Since the introduction of European Union citizenship by the Treaty on European Union, which entered into force on 1 November 1993, nothing prevents a citizen of the Union who pursued university studies in a Member State other than the State of which he was a national from relying on the prohibition of all discrimination on grounds of nationality.

The Court pointed out that the Member States may nevertheless require students wishing to benefit from the right of residence on their territory to declare that they have, in accordance with a Community directive, sufficient resources for themselves and, in relevant cases, for their family in order to avoid becoming a burden on the social assistance scheme of the host Member State.

The Court stated, however, that any assessment must be made at the time when the relevant declaration is made, adding that a student’s financial position may change with the passage of time for reasons beyond his control. The provisions of the Community directive do not therefore bar students from subsequently having recourse to the social security system of a host Member State.

That being so, the Court of Justice held that the provisions concerning non-discrimination and European citizenship preclude entitlement to non-contributory social benefits from being made conditional on a criterion which need not be satisfied by nationals of the host Member State in question.

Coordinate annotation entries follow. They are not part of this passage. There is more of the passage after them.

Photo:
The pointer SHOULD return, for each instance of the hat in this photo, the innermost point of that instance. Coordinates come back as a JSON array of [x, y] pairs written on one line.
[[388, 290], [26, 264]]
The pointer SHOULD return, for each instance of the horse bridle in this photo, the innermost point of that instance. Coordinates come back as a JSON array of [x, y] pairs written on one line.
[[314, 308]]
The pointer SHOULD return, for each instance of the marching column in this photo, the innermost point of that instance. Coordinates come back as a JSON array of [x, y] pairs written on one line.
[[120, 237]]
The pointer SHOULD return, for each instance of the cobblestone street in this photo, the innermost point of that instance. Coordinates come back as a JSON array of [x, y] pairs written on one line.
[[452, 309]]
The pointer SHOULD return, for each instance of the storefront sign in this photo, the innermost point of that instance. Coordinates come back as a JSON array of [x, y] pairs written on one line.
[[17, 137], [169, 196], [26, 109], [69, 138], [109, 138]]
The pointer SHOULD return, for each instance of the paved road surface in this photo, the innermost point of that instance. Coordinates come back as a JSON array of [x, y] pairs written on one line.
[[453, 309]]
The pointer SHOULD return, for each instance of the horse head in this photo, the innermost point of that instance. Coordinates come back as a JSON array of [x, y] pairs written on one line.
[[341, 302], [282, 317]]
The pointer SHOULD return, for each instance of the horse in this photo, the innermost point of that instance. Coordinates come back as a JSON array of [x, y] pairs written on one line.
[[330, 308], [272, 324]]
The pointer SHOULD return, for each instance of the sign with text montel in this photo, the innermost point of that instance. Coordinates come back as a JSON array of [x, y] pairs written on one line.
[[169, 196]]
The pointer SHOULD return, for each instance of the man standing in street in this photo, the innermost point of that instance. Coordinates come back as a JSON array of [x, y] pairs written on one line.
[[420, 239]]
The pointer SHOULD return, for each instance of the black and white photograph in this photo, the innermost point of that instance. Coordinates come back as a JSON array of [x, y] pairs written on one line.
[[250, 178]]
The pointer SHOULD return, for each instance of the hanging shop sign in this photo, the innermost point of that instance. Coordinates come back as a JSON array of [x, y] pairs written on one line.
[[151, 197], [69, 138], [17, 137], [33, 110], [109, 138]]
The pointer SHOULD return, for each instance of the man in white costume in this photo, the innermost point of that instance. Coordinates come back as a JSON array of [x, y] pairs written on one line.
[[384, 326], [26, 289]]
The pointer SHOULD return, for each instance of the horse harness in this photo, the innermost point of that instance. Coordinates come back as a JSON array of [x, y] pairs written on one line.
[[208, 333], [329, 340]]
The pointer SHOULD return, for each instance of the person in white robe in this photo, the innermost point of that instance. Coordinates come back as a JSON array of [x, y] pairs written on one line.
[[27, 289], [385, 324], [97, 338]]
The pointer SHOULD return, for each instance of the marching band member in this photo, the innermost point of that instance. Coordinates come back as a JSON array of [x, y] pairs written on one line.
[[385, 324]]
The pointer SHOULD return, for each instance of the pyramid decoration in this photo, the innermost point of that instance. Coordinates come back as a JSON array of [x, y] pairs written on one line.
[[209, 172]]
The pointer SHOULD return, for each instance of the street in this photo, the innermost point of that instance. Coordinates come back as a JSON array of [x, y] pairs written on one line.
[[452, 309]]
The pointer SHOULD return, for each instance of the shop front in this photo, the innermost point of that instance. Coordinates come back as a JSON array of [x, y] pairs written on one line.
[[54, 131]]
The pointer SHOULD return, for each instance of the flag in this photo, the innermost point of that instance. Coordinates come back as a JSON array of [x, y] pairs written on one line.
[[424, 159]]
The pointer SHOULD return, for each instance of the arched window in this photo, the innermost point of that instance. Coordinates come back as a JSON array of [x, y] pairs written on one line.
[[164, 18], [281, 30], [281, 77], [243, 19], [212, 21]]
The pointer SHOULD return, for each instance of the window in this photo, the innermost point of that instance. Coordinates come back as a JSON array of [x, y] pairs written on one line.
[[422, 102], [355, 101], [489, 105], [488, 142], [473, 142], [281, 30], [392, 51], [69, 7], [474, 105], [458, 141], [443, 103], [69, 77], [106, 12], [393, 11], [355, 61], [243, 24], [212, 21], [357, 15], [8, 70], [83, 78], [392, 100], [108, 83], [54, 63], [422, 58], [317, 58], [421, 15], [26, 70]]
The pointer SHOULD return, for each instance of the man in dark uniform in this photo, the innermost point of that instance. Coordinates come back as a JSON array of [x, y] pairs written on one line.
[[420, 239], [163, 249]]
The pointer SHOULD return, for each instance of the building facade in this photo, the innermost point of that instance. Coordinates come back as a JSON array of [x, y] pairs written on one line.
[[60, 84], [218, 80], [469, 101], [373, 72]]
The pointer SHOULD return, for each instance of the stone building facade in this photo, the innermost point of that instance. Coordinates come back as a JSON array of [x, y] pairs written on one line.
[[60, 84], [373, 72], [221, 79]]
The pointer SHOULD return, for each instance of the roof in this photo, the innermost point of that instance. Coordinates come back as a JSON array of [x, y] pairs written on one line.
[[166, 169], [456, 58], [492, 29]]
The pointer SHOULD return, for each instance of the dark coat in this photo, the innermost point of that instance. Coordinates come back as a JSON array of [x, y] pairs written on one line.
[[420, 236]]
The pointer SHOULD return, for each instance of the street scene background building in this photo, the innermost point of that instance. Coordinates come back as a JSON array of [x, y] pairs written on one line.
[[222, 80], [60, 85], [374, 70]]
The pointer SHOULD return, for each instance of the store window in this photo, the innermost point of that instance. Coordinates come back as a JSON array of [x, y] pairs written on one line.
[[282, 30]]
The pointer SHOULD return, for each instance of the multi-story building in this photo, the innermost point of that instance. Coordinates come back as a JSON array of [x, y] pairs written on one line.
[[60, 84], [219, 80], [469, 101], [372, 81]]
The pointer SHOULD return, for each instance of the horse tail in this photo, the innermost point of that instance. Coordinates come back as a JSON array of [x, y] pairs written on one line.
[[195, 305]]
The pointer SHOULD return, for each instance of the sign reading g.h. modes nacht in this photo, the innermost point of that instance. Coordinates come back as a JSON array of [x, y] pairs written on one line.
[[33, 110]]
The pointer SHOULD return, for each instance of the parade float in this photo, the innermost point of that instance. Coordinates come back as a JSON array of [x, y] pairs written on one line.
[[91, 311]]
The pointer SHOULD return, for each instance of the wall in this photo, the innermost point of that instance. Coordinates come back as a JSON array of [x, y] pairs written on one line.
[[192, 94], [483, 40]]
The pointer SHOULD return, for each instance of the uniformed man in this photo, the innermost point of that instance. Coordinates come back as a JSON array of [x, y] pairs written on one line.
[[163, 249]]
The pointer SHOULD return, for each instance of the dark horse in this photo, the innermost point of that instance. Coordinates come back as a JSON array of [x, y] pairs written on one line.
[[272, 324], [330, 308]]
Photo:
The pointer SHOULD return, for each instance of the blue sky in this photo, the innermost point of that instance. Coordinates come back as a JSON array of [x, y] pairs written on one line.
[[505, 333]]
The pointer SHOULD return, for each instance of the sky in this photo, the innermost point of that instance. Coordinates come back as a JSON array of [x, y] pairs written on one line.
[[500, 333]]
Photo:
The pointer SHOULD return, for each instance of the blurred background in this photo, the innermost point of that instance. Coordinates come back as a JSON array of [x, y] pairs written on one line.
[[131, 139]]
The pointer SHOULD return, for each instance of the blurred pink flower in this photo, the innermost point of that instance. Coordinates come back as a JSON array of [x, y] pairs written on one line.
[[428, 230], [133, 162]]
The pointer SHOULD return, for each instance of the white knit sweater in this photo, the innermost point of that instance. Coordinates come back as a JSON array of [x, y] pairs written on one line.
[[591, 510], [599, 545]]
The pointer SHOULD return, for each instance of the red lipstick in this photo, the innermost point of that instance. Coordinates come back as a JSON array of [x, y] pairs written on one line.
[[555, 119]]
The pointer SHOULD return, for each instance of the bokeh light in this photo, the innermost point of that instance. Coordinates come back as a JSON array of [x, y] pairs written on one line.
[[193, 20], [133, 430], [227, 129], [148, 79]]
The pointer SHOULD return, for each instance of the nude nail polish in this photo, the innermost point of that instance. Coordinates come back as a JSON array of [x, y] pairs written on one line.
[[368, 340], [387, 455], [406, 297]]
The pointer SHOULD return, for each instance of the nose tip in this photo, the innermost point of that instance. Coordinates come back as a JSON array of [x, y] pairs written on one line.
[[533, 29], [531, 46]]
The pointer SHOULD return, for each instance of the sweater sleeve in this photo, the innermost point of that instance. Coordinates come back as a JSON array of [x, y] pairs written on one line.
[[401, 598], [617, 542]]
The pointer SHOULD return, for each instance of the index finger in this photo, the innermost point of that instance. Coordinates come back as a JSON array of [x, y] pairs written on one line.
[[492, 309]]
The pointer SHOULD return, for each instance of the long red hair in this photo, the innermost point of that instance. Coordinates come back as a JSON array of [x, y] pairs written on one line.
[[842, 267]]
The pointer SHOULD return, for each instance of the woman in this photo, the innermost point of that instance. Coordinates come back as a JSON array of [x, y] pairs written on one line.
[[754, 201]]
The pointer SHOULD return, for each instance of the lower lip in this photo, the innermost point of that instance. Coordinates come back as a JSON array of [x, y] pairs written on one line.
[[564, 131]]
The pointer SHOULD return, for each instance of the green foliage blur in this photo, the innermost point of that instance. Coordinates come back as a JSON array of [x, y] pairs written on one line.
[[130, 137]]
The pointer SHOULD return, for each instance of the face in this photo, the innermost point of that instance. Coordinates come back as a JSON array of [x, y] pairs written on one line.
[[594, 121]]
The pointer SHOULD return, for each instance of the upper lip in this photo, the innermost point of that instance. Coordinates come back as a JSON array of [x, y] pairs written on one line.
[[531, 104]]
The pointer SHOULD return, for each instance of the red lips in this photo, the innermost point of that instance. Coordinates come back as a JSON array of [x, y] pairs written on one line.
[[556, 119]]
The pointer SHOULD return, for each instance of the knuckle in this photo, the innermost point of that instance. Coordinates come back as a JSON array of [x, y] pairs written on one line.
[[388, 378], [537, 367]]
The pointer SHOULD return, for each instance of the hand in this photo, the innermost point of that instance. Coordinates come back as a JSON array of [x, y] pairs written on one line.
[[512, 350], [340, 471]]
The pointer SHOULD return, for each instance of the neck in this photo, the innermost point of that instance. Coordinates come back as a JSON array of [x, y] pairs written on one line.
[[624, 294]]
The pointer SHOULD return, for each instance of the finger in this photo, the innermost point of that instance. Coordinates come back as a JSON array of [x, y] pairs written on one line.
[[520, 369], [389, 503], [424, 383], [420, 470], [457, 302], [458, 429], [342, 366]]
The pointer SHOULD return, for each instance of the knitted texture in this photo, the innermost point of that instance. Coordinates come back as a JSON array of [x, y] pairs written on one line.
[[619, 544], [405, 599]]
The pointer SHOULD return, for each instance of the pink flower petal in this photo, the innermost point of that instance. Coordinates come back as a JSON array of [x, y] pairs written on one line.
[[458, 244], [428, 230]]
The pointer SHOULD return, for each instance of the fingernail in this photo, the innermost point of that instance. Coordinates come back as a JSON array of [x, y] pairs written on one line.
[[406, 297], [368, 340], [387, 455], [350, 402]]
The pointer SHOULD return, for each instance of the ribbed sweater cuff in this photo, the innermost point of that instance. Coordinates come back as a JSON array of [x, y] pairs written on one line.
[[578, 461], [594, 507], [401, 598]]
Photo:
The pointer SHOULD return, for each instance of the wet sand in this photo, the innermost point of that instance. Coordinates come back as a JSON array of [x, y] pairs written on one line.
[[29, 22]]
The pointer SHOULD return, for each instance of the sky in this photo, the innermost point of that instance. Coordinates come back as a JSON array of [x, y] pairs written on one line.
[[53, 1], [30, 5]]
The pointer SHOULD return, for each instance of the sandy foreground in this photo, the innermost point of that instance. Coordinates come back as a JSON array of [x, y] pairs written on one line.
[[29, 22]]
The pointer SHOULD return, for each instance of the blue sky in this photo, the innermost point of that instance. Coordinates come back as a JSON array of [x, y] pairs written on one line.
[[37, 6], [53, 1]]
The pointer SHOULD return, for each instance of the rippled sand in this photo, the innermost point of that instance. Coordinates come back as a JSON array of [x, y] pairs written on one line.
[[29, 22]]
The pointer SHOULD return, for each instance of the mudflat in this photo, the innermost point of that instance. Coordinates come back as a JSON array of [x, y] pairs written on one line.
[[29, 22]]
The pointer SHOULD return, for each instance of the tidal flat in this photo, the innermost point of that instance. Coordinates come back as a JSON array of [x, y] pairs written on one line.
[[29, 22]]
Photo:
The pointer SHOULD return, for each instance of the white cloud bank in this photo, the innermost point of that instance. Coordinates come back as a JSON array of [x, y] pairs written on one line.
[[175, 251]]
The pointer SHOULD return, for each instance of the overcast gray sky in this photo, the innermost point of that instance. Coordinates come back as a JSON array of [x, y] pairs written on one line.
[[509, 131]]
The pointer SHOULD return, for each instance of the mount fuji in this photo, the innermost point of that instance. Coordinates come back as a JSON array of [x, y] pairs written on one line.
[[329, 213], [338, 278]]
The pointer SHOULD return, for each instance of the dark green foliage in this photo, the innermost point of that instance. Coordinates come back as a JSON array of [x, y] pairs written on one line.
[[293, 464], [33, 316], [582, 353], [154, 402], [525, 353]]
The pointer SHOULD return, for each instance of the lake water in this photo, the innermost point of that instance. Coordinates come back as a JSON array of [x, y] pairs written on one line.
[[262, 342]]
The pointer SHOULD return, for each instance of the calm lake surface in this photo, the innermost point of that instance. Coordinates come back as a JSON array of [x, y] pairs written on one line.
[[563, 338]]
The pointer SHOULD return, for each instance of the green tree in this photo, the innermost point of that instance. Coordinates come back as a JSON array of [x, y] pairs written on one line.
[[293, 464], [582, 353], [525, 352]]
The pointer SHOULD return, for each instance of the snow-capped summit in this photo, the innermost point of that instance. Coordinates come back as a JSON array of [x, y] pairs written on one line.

The Court refused the request of the Belgian Government to limit the temporal effects of the judgment. The provisions concerning citizenship of the Union were applicable from the entry into force of the Treaty on European Union.

Comments:

 

This was a cornerstone Ruling which set up the basis for the following Judgments in the area of EU discrimination and citizenship. In this respect, following the introduction of the EU citizenship in 1993, Article 17 and 18 TEC, the Court assessed the case brought before it under these provisions, and in the light of the principle of non-discrimination, even if the Belgian and UK Government argued that the case falls outside the scope rationae materiae of the Treaty. The assessment developed under the principle of equal treatment, where direct discrimination is prohibited. It was found to be direct discrimination, as the sole criteria that led to a difference in treatment was the nationality one. In this regard, the Court compared similar situations, i.e. two students, one French and one Belgian, and found that under Belgian law, the two categories of nationals are treated differently, where the latter is clearly disadvantaged.